Shea and I went for supper with some friends on Friday night and it was good to catch up, compare notes, and have a few laughs after not having done a restaurant meal with people who we’d normally go out with a few times per year before Covid.
(We have done virtual happy hours/outside visits/potlucks and gatherings in houses during the past two years but again, other than the virtual gatherings, not a lot of in-person visiting at all.)
It was tough/sad to hear how similar most of us are feeling right now after two years in the pandemic and with various other changes that are happening in society and/or as we all near 50. These ranges from the personal (financial challenges, aging parents) to the professional (bad managers/increasing corporatization and privatization of our work). We compared notes on who was on anti-anxiety meds versus who was using alcohol or drugs to cope to what therapists are saying to other ways we’re trying to cope (spontaneous weekend getaways, spa days, binging mindless entertainment to the point that someone in our group literally couldn’t remember the name of a show they binged and enjoyed within the last month!)
We came up with one couple we all know who (appear to be) basically happy in all facets of their lives – personally, professionally, financially and otherwise.
But a colleague recently used the iceberg analogy and its very true – we only see what people show above the surface but there’s so much happening below the surface in people’s lives that we aren’t always aware of. (I don’t know for sure but I could think of at least two fairly major things that may be sources of unhappiness for that couple, just based on the parts of their iceberg that are above the surface.)

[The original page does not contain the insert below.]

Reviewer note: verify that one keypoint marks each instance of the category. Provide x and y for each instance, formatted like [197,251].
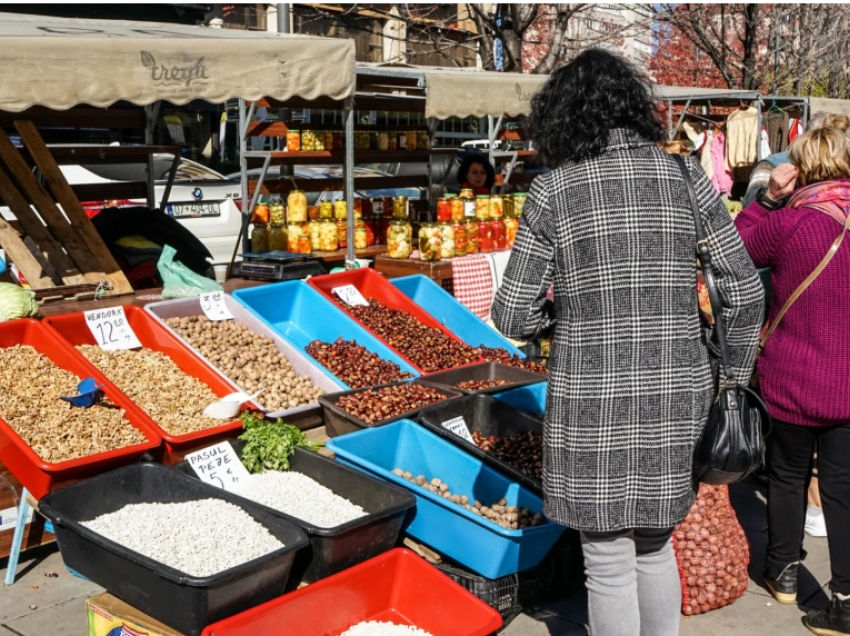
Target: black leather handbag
[731,446]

Heck, one person in the group even made a comment about how she thought Shea and I had a perfect life – nice house, two kids, white picket fence (okay, not quite) – but after Shea and I stopped laughing/sobbing, we said no, of course, we have all sorts of stresses too just like everyone. Things that are positives for some (having kids) could also be negatives (who would bring kids into a world that’s so messed up with wars and pandemics and growing economic inequity and climate change?!?)

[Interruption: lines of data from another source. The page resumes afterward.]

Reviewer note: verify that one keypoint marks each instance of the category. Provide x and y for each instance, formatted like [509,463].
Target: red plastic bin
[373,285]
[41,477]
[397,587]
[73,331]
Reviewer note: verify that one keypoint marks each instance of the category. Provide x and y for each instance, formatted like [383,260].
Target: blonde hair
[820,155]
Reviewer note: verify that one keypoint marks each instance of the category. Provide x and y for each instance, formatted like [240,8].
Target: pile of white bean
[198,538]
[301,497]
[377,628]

And I guess the other strange thing is that everyone in that group are the ones who *should* be in good places in lives. As 50 looms, we’re all educated professionals, all mid-career with decent jobs (at least from the outside) in fields we chose and are well-suited for. We’re all (mostly) in good health. We all own our homes (though that’s a source of stress for at least one person who is considering selling.)
I can’t imagine what it’s like to be alive right now if you don’t have the advantages and privileges that the people in that group have – Canadian-born, supportive families, lots of options and connections (hell, one person in our group is in IT and someone he used to work with spotted him so came over to say he’s started an IT company that’s doing really well and *literally offering my buddy a job* right at the table!)
Anyhow, overall, it was a strange relief to be with friends that I’ve basically known since I was five years old where we have that level of trust and maturity to speak so openly about everything from sex to finances to suicidal thoughts to the risks of playing Scrabble while high on mushrooms!